A parte la McDormand, David Strathairn e suo figlio Tay, gli altri componenti del cast non sono attori professionisti, ma gente che fa parte di quel mondo. Frances McDormand è anche produttrice del film e ha dalla sua un record: è la prima artista a essere nominata all'Oscar sia come migliore protagonista che come produttrice, grazie alla candidatura del titolo nella categoria miglior film. Choé Zhao è candidata alla regia, prima donna asiatica nella storia del premio.

Signora McDormand, è stata lei a volere Chloé Zhao?

«Sì, è una delle migliori filmmaker in circolazione. E pensare che prima di questo progetto non la conoscevo».

Come è andata?

«Ho letto il libro e l'ho amato molto, poi ho avuto la fortuna di incontrare la scrittrice, al Toronto Film Festival, due anni fa, così è nata l'idea di farci un film. Poi ho conosciuto Chloé Zhao. Ho guardato i suoi film precedenti, Songs My Brothers Taught Me e The Rider - Il sogno di un cowboy, e ho capito che era lei la regista che cercavamo».

E poi?

«Poi tutto si è mosso velocemente, anche se per girare il film abbiamo impiegato più tempo del previsto, con un lungo periodo di pausa fra due momenti differenti di riprese, perché abbiamo aspettato l'avvicendarsi delle stagioni».

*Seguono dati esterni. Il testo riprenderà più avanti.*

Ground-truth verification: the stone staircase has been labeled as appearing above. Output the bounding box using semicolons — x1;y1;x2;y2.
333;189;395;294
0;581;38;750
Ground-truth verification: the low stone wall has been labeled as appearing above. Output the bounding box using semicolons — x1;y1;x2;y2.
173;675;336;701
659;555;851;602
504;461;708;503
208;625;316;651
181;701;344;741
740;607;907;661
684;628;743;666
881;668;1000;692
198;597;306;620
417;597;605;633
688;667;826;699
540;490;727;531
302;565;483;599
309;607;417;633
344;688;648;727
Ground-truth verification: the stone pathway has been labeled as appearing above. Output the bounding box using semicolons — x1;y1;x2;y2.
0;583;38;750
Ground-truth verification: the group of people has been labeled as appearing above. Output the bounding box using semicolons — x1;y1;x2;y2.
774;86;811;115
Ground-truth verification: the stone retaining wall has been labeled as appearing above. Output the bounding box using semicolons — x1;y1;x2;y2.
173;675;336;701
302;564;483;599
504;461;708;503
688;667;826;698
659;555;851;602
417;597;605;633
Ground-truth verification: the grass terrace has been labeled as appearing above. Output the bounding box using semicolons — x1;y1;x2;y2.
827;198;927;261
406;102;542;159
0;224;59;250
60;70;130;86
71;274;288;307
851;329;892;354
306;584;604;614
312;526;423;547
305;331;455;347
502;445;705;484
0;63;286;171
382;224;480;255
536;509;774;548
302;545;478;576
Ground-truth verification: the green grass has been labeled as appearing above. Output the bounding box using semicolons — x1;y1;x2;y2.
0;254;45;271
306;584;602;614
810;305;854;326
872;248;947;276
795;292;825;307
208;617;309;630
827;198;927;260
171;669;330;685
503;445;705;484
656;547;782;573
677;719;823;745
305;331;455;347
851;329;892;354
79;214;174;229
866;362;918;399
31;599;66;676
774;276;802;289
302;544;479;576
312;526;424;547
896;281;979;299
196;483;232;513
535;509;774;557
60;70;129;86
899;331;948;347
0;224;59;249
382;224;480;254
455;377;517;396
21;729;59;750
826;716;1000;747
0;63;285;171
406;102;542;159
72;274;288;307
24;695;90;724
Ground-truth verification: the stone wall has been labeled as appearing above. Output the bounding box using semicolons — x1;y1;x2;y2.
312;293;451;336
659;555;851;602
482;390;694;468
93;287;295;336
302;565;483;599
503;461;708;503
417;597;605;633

Inizialmente doveva essere solo produttrice?

«Sì, ma poi abbiamo cambiato idea e le cose si sono complicate. Soprattutto in un film come questo, veramente indipendente, mi sono ritrovata a fare di tutto, dalla trova-roba alla parrucchiera di me stessa. Ero esausta, ma è più piacevole essere esausti che far finta di esserlo come siamo abituati a fare spesso, in questo mestiere».

Chi è Fern?

«Un essere quasi selvatico che nella prima parte della sua vita è stato domato, salvo poi tornare ad essere sé stesso. Chi fa questa vita in America si divide in due categorie. Ci sono i veri nomadi e chi è stato messo in mezzo alla strada dalla situazione economica. Fern è una vera nomade».

Queste persone hanno il privilegio di vivere la natura in tutta la sua bellezza.

«Non è sempre facile. Ma in mezzo a tanti disagi, a situazioni climatiche estreme, c'è una benedizione: il panorama in cui ti trovi immerso».

Il film è girato con stile quasi documentaristico.

«La cosa ha influito molto sul mio lavoro. Da trentotto anni mi identifico nei personaggi che interpreto, ma questa volta è stato diverso, questa volta è stato necessario più essere nel presente, in una situazione, e poi agire e gestire quella situazione».

La vita di queste persone, di questi nuovi pionieri, è difficilissima ma anche poetica.

«Sì, la loro esistenza, vista dalla prospettiva della gente comune è quasi incomprensibile, facendo conoscere il loro stile di vita mettiamo il pubblico di fronte a una realtà».

E la voglia di partire è contagiosa...

«Fra l'idea di quella vita e la sua messa in pratica ne corre di strada... Ma ci sembrava giusto mostrare quella realtà senza giudicare».